Marek Kwiek held an invited seminar at Stanford: “Gender Differences in Leaving Science Forever: A Longitudinal, Cohort-Based Study of 2.2 Million Scientists” (March 2024)!

At the invitation of Professor John Ioannidis of METRICS Meta-Research Innovation Center, Marek Kwiek held an invited seminar at Stanford University (the USA), on March 7, 2024.

Lecture and seminar: “Gender Differences in Leaving Science Forever: A Longitudinal, Cohort-Based Study of 2.2 Million Scientists”

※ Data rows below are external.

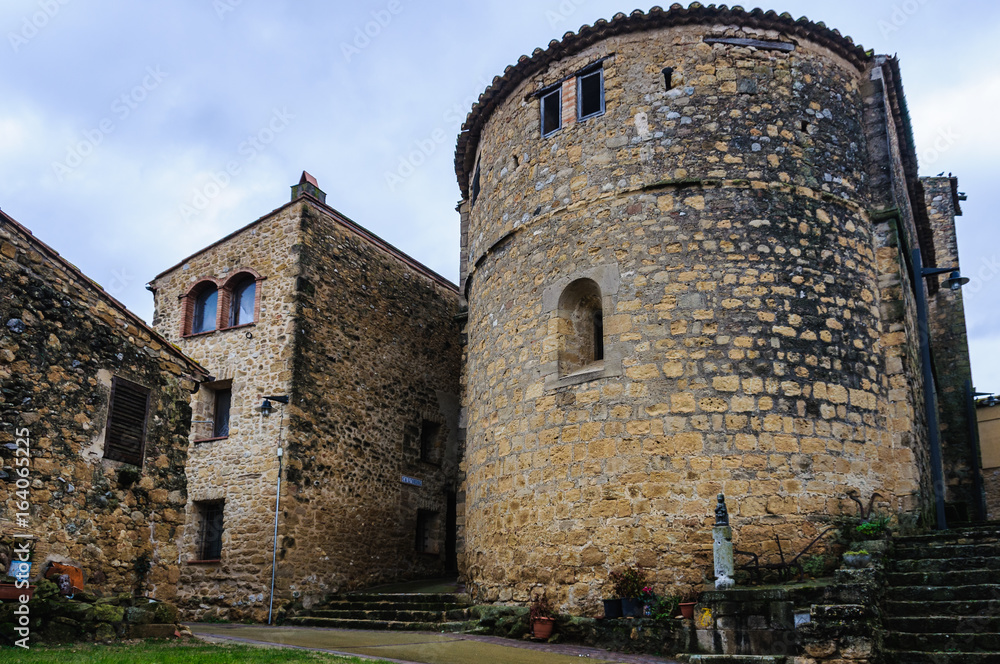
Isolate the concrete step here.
[891,556,1000,572]
[885,598,1000,617]
[884,615,1000,634]
[892,543,1000,560]
[340,593,472,606]
[886,569,1000,587]
[885,650,1000,664]
[285,616,477,632]
[309,604,469,622]
[887,583,1000,602]
[885,631,1000,662]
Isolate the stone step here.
[884,615,1000,634]
[893,542,1000,560]
[885,598,1000,617]
[885,650,1000,664]
[688,655,788,664]
[888,583,1000,602]
[340,593,472,606]
[309,604,469,622]
[891,556,1000,572]
[285,616,477,632]
[885,631,1000,661]
[886,569,1000,587]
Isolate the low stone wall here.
[0,579,191,645]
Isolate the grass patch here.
[7,640,388,664]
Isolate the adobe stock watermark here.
[340,0,403,62]
[878,0,933,37]
[7,0,70,53]
[962,256,1000,297]
[212,0,243,21]
[52,65,169,182]
[545,0,587,28]
[918,127,962,166]
[383,76,490,191]
[178,108,295,221]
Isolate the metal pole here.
[910,249,948,530]
[267,408,285,625]
[965,380,986,521]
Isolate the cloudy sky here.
[0,0,1000,391]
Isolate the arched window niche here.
[558,279,604,378]
[541,264,622,389]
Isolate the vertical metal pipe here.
[910,249,948,530]
[965,380,986,521]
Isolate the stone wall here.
[153,192,460,620]
[0,215,205,599]
[459,13,926,612]
[279,205,461,603]
[921,177,985,521]
[152,205,301,620]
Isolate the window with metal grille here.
[104,378,149,466]
[195,500,225,560]
[542,88,562,136]
[576,69,604,120]
[420,420,441,463]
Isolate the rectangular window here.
[420,420,441,463]
[195,500,225,560]
[104,378,150,466]
[542,88,562,136]
[212,387,233,438]
[576,69,604,120]
[416,510,437,553]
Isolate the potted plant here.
[611,566,646,618]
[844,549,872,569]
[528,593,556,640]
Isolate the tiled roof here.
[455,2,872,198]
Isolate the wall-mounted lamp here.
[257,397,288,417]
[920,267,970,290]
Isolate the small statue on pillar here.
[712,493,736,590]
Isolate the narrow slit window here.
[212,388,233,438]
[542,88,562,136]
[576,69,604,120]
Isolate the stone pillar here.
[712,493,736,590]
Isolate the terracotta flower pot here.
[531,618,556,639]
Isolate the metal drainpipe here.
[267,408,285,625]
[910,249,948,530]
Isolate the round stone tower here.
[456,4,912,612]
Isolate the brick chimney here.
[292,171,326,204]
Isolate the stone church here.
[0,3,982,620]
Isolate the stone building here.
[150,173,461,620]
[0,212,207,600]
[455,3,971,612]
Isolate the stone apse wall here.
[153,198,460,620]
[0,215,205,600]
[456,10,927,611]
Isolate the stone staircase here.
[884,524,1000,664]
[285,593,475,632]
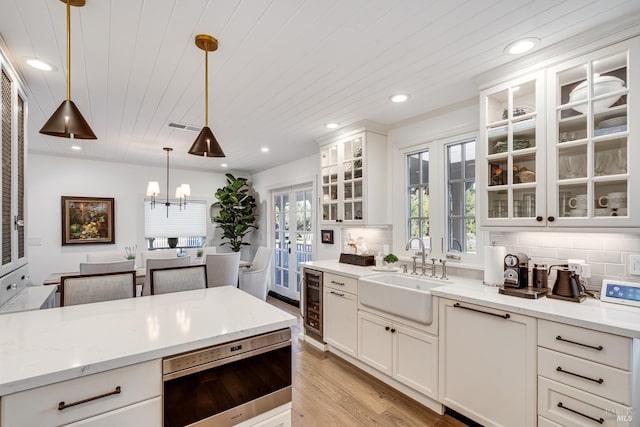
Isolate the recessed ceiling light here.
[25,58,58,71]
[504,37,540,55]
[389,93,409,103]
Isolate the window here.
[144,200,207,249]
[447,140,476,253]
[407,150,429,239]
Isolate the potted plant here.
[382,254,398,269]
[211,173,258,252]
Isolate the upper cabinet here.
[479,37,640,229]
[319,130,389,225]
[0,50,27,276]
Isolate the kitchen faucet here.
[406,237,426,276]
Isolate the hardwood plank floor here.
[267,297,465,427]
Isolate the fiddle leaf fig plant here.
[212,173,258,252]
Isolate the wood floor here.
[267,297,464,427]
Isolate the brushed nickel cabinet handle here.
[556,366,604,384]
[556,335,604,351]
[558,402,604,424]
[58,386,122,411]
[453,302,511,319]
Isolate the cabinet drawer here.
[538,348,631,405]
[323,273,358,294]
[65,396,162,427]
[538,320,632,371]
[538,377,632,427]
[0,359,162,427]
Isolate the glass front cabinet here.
[478,73,546,226]
[480,37,640,228]
[319,131,388,224]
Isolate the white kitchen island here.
[0,286,296,427]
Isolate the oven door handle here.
[162,339,291,381]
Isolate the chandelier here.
[147,147,191,218]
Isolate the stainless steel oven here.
[162,328,291,427]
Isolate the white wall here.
[26,153,226,284]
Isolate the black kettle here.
[551,268,580,298]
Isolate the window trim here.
[391,131,488,268]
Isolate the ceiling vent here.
[167,122,202,132]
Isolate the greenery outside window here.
[446,140,477,253]
[407,150,429,240]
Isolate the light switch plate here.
[629,255,640,275]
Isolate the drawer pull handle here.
[558,402,604,424]
[453,302,511,319]
[556,335,604,351]
[556,366,604,384]
[58,386,122,411]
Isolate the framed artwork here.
[62,196,115,246]
[320,230,333,245]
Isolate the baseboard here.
[269,291,300,308]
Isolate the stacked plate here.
[598,116,627,129]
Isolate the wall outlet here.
[629,255,640,275]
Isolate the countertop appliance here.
[549,267,586,302]
[600,279,640,307]
[162,328,291,427]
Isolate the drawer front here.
[538,377,632,427]
[538,320,632,371]
[323,273,358,294]
[0,359,162,427]
[65,396,162,427]
[538,348,631,405]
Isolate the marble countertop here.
[312,260,640,338]
[0,286,297,396]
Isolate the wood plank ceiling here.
[0,0,640,172]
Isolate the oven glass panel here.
[164,346,291,427]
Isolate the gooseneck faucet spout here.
[405,237,427,276]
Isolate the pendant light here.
[147,147,191,218]
[189,34,225,157]
[40,0,97,139]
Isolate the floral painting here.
[62,196,115,245]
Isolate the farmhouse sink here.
[358,274,448,325]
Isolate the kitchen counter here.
[0,286,296,396]
[431,277,640,338]
[302,259,384,279]
[303,260,640,338]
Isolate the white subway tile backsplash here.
[489,232,640,282]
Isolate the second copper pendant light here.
[189,34,225,157]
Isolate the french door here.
[272,184,314,301]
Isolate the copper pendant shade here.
[189,34,225,157]
[40,0,97,139]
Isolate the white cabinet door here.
[358,311,393,375]
[66,397,162,427]
[439,298,537,427]
[323,287,358,357]
[393,323,438,399]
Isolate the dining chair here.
[60,271,136,307]
[140,249,178,267]
[205,252,240,288]
[80,260,136,274]
[238,246,273,301]
[150,264,207,295]
[141,257,191,296]
[86,251,125,262]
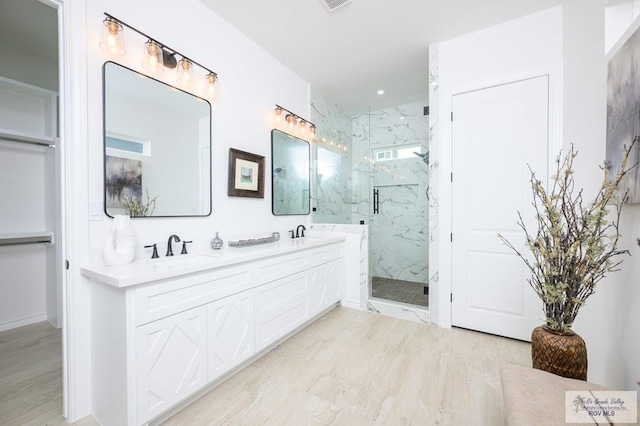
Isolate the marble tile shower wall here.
[310,90,350,224]
[353,102,429,283]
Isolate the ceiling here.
[200,0,563,113]
[0,0,566,113]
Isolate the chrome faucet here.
[165,234,180,256]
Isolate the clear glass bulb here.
[100,17,127,56]
[142,40,164,72]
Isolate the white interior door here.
[451,76,549,340]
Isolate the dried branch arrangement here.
[498,137,639,333]
[121,189,158,217]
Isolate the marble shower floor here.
[0,308,531,426]
[371,277,429,308]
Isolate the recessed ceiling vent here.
[320,0,353,12]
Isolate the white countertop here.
[80,233,345,288]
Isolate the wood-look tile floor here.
[0,308,530,426]
[0,322,98,426]
[164,308,531,426]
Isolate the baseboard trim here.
[340,299,364,311]
[0,312,47,332]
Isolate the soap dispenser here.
[211,232,224,250]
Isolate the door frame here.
[432,65,563,328]
[39,0,91,422]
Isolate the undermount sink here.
[149,254,220,269]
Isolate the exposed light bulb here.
[100,17,127,55]
[285,114,296,131]
[177,58,193,88]
[142,40,164,72]
[202,71,218,100]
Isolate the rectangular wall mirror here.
[103,62,211,217]
[271,129,311,216]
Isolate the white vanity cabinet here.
[134,306,207,421]
[82,240,344,425]
[207,290,255,381]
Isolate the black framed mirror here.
[103,62,211,217]
[271,129,311,216]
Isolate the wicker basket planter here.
[531,326,587,380]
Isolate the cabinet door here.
[309,263,330,315]
[207,290,255,381]
[309,259,344,314]
[135,306,207,424]
[254,271,310,351]
[327,259,345,305]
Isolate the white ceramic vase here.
[102,215,136,266]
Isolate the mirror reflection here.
[271,129,310,216]
[103,62,211,217]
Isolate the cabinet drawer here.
[256,250,310,285]
[254,272,309,351]
[134,265,253,326]
[309,243,344,266]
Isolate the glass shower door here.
[369,102,429,308]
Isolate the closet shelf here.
[0,232,53,246]
[0,129,56,148]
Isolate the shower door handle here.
[373,189,380,214]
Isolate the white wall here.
[437,0,640,390]
[66,0,310,420]
[0,42,58,92]
[563,0,640,390]
[430,3,562,327]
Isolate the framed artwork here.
[104,155,142,208]
[227,148,264,198]
[606,20,640,203]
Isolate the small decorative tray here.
[228,232,280,247]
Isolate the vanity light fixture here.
[202,71,218,99]
[285,114,297,131]
[274,105,318,142]
[274,105,282,126]
[176,58,193,88]
[100,13,218,100]
[100,15,127,56]
[142,39,164,72]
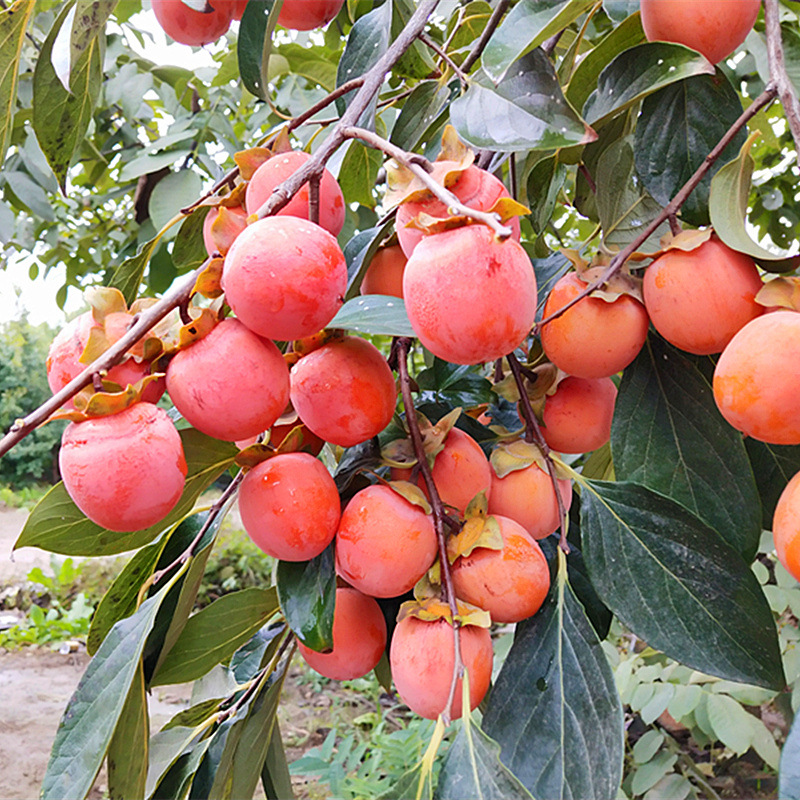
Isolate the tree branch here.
[533,81,778,335]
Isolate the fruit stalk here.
[396,338,464,724]
[533,80,778,336]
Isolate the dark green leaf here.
[336,3,392,123]
[581,481,786,689]
[14,428,237,556]
[0,0,34,158]
[434,721,533,800]
[634,69,747,225]
[150,587,278,686]
[744,437,800,530]
[481,0,594,82]
[41,584,177,800]
[611,335,761,561]
[583,42,714,126]
[33,5,103,191]
[108,662,150,800]
[236,0,280,100]
[450,49,595,153]
[275,543,336,650]
[328,294,415,336]
[483,552,624,800]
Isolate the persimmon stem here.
[533,81,778,335]
[506,353,569,553]
[764,0,800,165]
[342,126,512,239]
[395,338,464,724]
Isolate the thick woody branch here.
[533,81,778,334]
[764,0,800,165]
[342,126,512,239]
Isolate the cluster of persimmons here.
[42,0,800,717]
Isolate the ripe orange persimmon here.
[714,311,800,444]
[489,463,572,539]
[542,376,617,453]
[239,453,341,561]
[772,472,800,581]
[643,237,764,355]
[395,161,519,257]
[542,272,648,378]
[291,336,397,447]
[336,486,438,597]
[58,403,186,531]
[222,217,347,341]
[167,319,289,442]
[641,0,761,64]
[452,516,550,622]
[389,616,493,719]
[297,587,386,681]
[278,0,344,31]
[152,0,233,46]
[361,244,408,297]
[403,225,536,364]
[245,151,345,236]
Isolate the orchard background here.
[0,0,800,800]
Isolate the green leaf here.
[328,294,416,336]
[481,0,594,83]
[108,661,150,800]
[336,3,392,123]
[41,583,178,800]
[611,335,761,561]
[583,42,714,127]
[434,720,533,800]
[33,0,103,192]
[595,137,669,253]
[339,140,383,208]
[236,0,281,100]
[581,481,785,689]
[14,428,237,556]
[150,587,278,686]
[275,543,336,650]
[744,437,800,530]
[634,69,747,225]
[483,554,624,800]
[567,14,645,115]
[0,0,34,160]
[708,137,789,262]
[450,49,596,153]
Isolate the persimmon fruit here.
[643,237,764,355]
[389,616,492,719]
[297,586,386,681]
[58,403,186,531]
[291,336,397,447]
[403,225,536,364]
[541,272,649,378]
[542,375,617,453]
[245,151,346,236]
[336,485,438,597]
[167,319,289,442]
[222,217,347,341]
[714,310,800,444]
[239,453,341,561]
[640,0,761,64]
[772,472,800,581]
[451,516,550,623]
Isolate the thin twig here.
[342,126,512,240]
[764,0,800,165]
[506,353,569,553]
[533,81,778,335]
[396,338,464,723]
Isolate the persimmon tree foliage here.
[0,0,800,799]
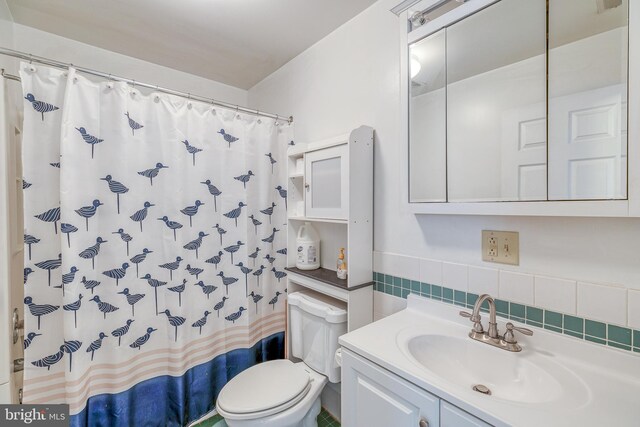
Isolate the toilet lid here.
[216,359,311,414]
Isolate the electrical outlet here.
[482,230,520,265]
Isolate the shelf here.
[285,267,373,291]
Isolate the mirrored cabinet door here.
[409,29,447,202]
[446,0,547,202]
[549,0,629,200]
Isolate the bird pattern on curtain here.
[21,64,292,425]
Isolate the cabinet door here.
[342,349,439,427]
[440,400,491,427]
[305,144,349,219]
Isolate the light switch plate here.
[482,230,520,265]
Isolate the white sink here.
[398,328,589,406]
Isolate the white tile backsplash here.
[442,262,469,292]
[578,282,627,325]
[498,271,533,305]
[469,266,498,295]
[534,276,577,314]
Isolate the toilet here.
[216,291,347,427]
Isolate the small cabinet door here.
[440,400,491,427]
[342,349,439,427]
[305,144,349,219]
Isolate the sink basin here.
[398,331,588,404]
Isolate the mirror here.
[408,0,628,202]
[549,0,629,200]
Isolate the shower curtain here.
[20,63,292,426]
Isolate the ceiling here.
[7,0,375,89]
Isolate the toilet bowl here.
[216,291,347,427]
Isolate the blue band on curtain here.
[71,332,284,427]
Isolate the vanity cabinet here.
[342,347,490,427]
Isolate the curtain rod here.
[0,47,293,124]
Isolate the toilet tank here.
[287,291,347,383]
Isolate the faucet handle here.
[503,322,533,344]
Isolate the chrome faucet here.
[460,294,533,352]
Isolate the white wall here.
[7,24,247,105]
[249,0,640,314]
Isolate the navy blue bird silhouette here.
[218,129,238,148]
[236,262,253,295]
[36,254,62,286]
[87,332,107,361]
[191,310,211,335]
[183,231,208,259]
[22,332,42,350]
[213,224,227,245]
[24,234,39,261]
[253,265,266,286]
[24,267,33,285]
[182,139,202,166]
[194,280,218,299]
[249,291,263,313]
[124,111,144,136]
[102,262,129,286]
[205,251,223,270]
[62,267,78,295]
[186,264,204,280]
[60,340,82,372]
[100,175,129,214]
[218,271,238,295]
[80,276,100,295]
[271,267,287,282]
[60,222,78,248]
[260,202,276,224]
[158,215,182,242]
[158,257,182,280]
[233,171,254,189]
[78,237,108,268]
[180,200,204,227]
[127,202,155,232]
[111,319,134,347]
[76,127,104,159]
[167,279,187,307]
[129,328,157,350]
[276,185,288,209]
[269,291,282,310]
[224,240,244,264]
[221,202,247,229]
[129,248,153,277]
[31,346,64,371]
[138,163,169,186]
[24,297,60,330]
[200,179,222,212]
[262,227,280,249]
[141,273,167,316]
[249,247,262,267]
[118,288,145,316]
[213,297,229,317]
[75,199,104,231]
[90,295,120,319]
[164,310,187,342]
[62,294,82,328]
[225,307,246,323]
[265,153,278,174]
[249,215,262,235]
[34,207,60,234]
[24,93,59,122]
[111,229,133,256]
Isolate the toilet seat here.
[216,359,312,420]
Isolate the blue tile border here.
[373,273,640,353]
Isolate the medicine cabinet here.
[401,0,640,216]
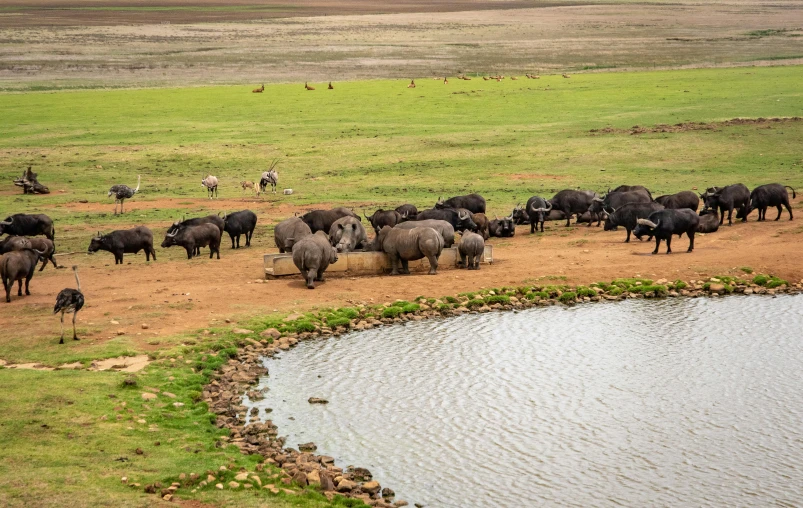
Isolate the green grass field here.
[0,67,803,506]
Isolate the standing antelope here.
[259,159,279,194]
[201,175,217,199]
[108,175,140,215]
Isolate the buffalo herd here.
[0,184,797,301]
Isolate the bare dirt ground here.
[0,0,803,90]
[0,199,803,350]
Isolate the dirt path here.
[0,203,803,349]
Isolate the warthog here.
[700,183,750,226]
[745,183,797,221]
[0,236,59,272]
[435,194,485,213]
[301,206,360,233]
[89,226,156,265]
[329,217,368,252]
[366,226,443,275]
[549,189,599,227]
[0,244,42,303]
[697,210,719,233]
[293,231,337,289]
[0,213,56,240]
[457,231,485,270]
[605,202,664,243]
[223,210,257,249]
[633,208,700,254]
[273,217,312,253]
[363,208,404,233]
[395,219,454,249]
[162,224,220,259]
[655,191,700,212]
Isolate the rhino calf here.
[273,217,312,254]
[369,226,444,275]
[293,231,337,289]
[457,231,485,270]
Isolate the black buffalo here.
[223,210,257,249]
[655,191,700,212]
[301,206,360,234]
[633,208,700,254]
[605,202,664,243]
[488,217,516,238]
[549,189,599,227]
[396,204,418,220]
[89,226,156,265]
[362,208,404,233]
[700,183,750,226]
[0,213,56,240]
[745,183,797,221]
[435,194,485,213]
[415,208,477,231]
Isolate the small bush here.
[382,307,404,319]
[485,295,510,305]
[466,299,485,309]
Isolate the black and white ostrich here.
[109,175,140,215]
[53,266,84,344]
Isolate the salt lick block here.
[263,245,493,278]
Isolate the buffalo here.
[0,236,59,272]
[605,202,664,243]
[0,243,42,303]
[655,191,700,212]
[633,208,700,254]
[167,215,226,256]
[415,208,477,231]
[89,226,156,265]
[0,213,56,240]
[697,210,719,233]
[700,183,750,226]
[396,204,418,220]
[435,194,485,213]
[223,210,257,249]
[744,183,797,221]
[488,217,516,238]
[396,219,454,248]
[549,189,599,227]
[366,226,444,275]
[293,231,337,289]
[363,208,404,233]
[301,206,360,233]
[457,231,485,270]
[273,217,312,253]
[329,217,368,252]
[162,223,220,259]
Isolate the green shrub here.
[466,299,485,309]
[485,295,510,305]
[382,307,404,319]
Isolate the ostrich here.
[108,175,140,215]
[201,175,217,199]
[53,266,84,344]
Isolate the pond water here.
[248,295,803,507]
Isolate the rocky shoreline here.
[187,275,803,508]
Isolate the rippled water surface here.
[250,296,803,507]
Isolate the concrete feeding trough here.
[263,245,493,279]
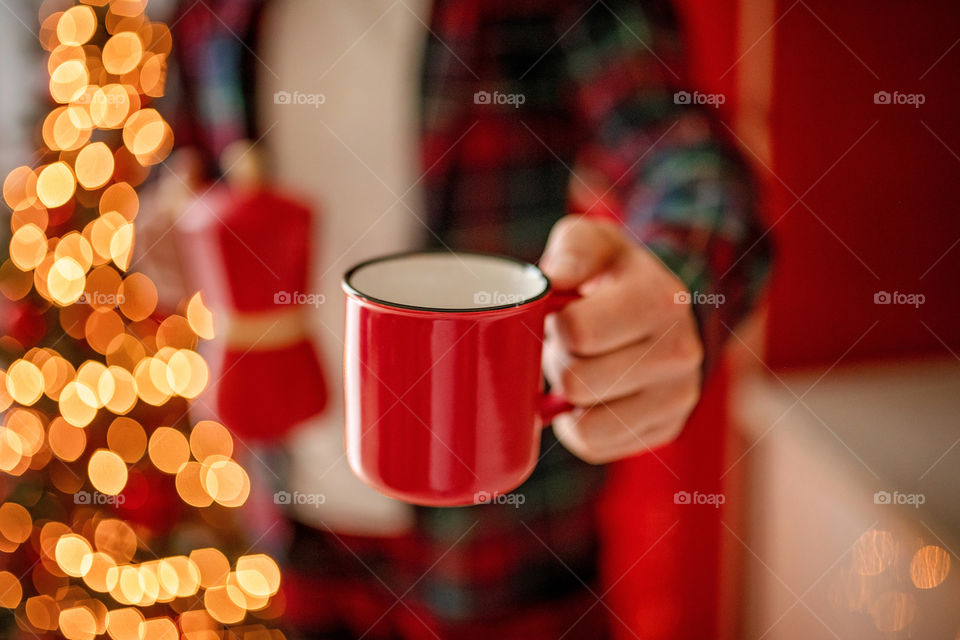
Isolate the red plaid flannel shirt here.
[178,0,768,640]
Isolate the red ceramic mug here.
[343,252,570,506]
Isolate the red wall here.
[680,0,960,367]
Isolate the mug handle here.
[540,290,582,427]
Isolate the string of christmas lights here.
[0,0,283,640]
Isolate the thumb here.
[540,215,625,290]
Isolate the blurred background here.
[0,0,960,640]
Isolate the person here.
[142,0,769,640]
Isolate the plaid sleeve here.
[562,0,769,368]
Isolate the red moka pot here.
[343,252,569,506]
[177,185,327,442]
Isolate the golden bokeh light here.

The lecture can be watched here: https://www.youtube.com/watch?v=W5KReNyf5T8&t=91s

Abstract:

In this presentation, the scale of leaving academic science in 38 OECD countries is explored: how attrition differs across genders, disciplines, and over time. The details of careers of STEMM scientists who started publishing in different points in time (11 cohorts between 2000 and 2010, N=2,127,803) are examined. Survival analysis shows that attrition is currently amazingly high, and on the rise – after two decades, only 30% of scientists stay in science i.e. they keep publishing. However, probabilities are ever less gendered over time. The usefulness of global bibliometric datasets are tested, and new opportunities to explore careers globally and longitudinally are shown.

Bio:

Professor Marek Kwiek is UNESCO Chair in Institutional Research and Higher Education Policy, University of Poznan, Poland (https://ias.amu.edu.pl/director/). His research area is quantitative studies of science (globalization, academic profession, and international research collaboration). His recent monograph is Changing European Academics: A Comparative Study of Social Stratification, Work Patterns and Research Productivity (Routledge, 2019). He spent three years at North American universities, including the University of Virginia and UC Berkeley. He was also a Fulbright New Century Scholar (2007-2008) and a Professorial Visiting Fellow at the UCL London (2012-2013). Currently, he is a Visiting Researcher at the German Center for Higher Education Research and Science Studies (DZHW), Berlin. As a Principal Investigator, he attracted 3 million USD in research funds for his teams. A Fellow of the European Academy of Sciences and Arts (EASA) in Salzburg and Academia Europaea in London.